Hugo Chavez, he’s a fat little Commie and he runs Venezuela.
Once again please!
(Hugo Chavez!) Kissy-huggin’ Castro –
(Hugo Chavez!) And a Kennedy named Joe!
Hugo Chavez, he’s a fat little Commie and he runs Venezuela.
In the Orinoco Belt,
A big double deal he dealt,
Hugo Chavez, he’s a fat little Commie and he runs Venezuela.
Everybody!
(Hugo Chavez!) It’s beyond belief –
(Hugo Chavez!) He’s a common thief!
(Hugo Chavez, he’s a fat little Commie and he runs Venezuela.)
Gimme ‘nother time!
(Hugo Chavez!) Let’s make him do the limbo!
(Hugo Chavez!) On a water board at Gitmo!
(Hugo Chavez, he’s a fat little Commie he runs Venezuela!)
All that oil stays in the ground
While Chavez fools around.
Don’t you know, that crazy Hugo
He take all the Orinoco?
Everybody sing again!
(Hugo Chavez!) This ill-advised expropriation –
(Hugo Chavez!) Will mean his total annihilation!
(Hugo Chavez, he’s a fat little Commie and he runs Venezuela!)
Come on, let’s have some more!
(Hugo Chavez!) Hooma locka chimbo!
(Hugo Chavez!) Naomi Campbell is a bimbo!
(Hugo Chavez, he’s a fat little Commie and he runs Venezuela!)
Let me hear all the SUV Drivers!
(Hugo Chavez!) Down at the Citgo service station –
(Hugo Chavez!) He’s rippin’ off our entire nation!

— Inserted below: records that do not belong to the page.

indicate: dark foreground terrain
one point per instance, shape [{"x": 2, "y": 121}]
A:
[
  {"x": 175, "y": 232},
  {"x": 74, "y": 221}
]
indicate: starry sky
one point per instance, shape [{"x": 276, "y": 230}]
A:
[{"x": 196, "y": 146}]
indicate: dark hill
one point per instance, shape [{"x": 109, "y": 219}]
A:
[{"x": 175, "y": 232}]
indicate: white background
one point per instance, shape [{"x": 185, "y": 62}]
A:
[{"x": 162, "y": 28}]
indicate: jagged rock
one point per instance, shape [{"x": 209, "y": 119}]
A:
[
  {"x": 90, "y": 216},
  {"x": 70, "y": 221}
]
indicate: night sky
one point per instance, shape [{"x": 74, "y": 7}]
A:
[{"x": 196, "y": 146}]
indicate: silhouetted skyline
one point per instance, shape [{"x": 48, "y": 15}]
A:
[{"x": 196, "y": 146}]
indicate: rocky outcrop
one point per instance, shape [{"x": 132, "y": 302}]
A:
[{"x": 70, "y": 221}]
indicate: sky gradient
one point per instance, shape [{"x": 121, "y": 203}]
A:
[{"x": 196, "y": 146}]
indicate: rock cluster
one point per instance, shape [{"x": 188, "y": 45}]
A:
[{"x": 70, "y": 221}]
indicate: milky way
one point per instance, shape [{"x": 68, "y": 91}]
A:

(Hugo Chavez, he’s a fat little Commie and he runs Venezuela!)
Now all the airline riders!
(Hugo Chavez!) Let’s make him a frequent flyer –
(Hugo Chavez!) Into explosive missile fire!

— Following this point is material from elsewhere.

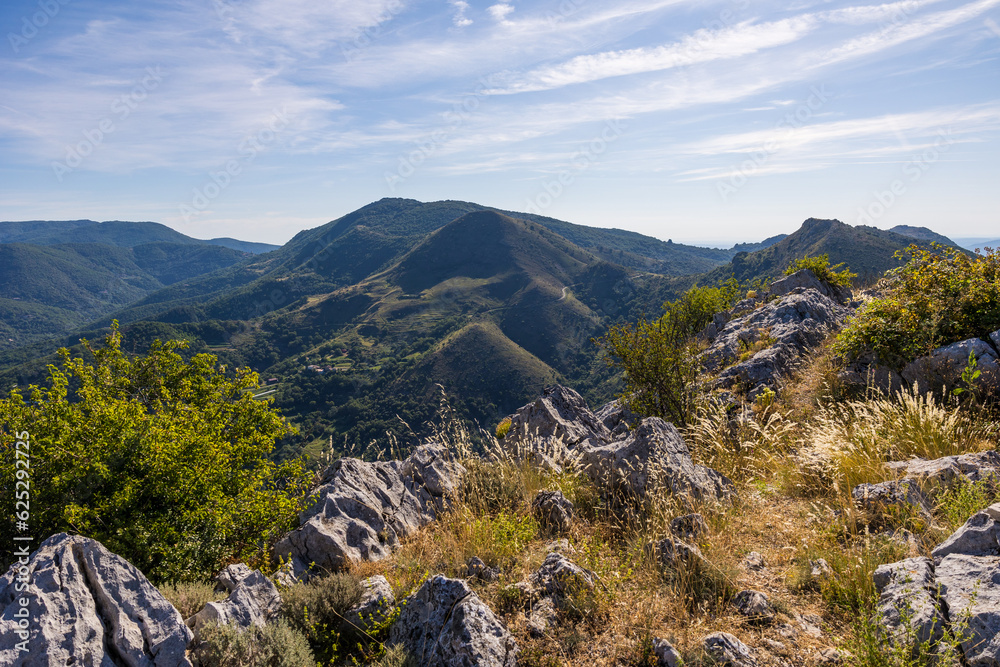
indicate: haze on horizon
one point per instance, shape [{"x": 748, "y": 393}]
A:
[{"x": 696, "y": 121}]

(Hugo Chavez, he’s a fat little Commie and he runs Venezuela!)
Exxon Mobil say “Never again!”
See all that they did in vain?
For it they got nothin’ to show
So I say that Hugo’s got to go!
Hey, come on now!
(Hugo Chavez) It’s true without no doubt –
(Hugo Chavez) Got to toss the Red Menace out!

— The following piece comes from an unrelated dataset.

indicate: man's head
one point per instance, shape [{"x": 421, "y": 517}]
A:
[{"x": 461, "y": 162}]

Hugo Chavez, he’s a fat little Commie and he runs Venezuela.
Now the people with oil heat!
(Hugo Chavez!) Just listen to that bastard scoff!
(Hugo Chavez!) While he’s freezin’ our assets off!
(Hugo Chavez, he’s a fat little Commie and he runs Venezuela!)
Now the Exxon Mobil stockholders!
(Hugo Chavez!) Oom, ba-locka-chimba!
(Hugo Chavez!) String him up in Tulsa!
(Hugo Chavez, he’s a fat little Commie and he runs Venezuela!)
Hey, sing a little softer!
(Hugo Chavez!) Tell about the bad man!
(Hugo Chavez!) Stop the Marxist mad man!
(Hugo Chavez, he’s a fat little Commie and he runs Venezuela!)
Everybody!
(Hugo Chavez!) You got to sing out the chorus!
(Hugo Chavez!) So he can hear it in Caracas!
Hugo Chavez, he’s a fat little Commie and he runs Venezuela!
As might be expected, Dick’s novelty number ended with utterly tumultuous cheering and applause, during which I turned to Roscoe and yelled “Fantastic! It’s like a Calypso musical version of ‘There Will Be Blood!’”
I guess Roscoe couldn’t hear my entire comment over that deafening din, though, because all he said in reply was “Damn right! And plenty of it!”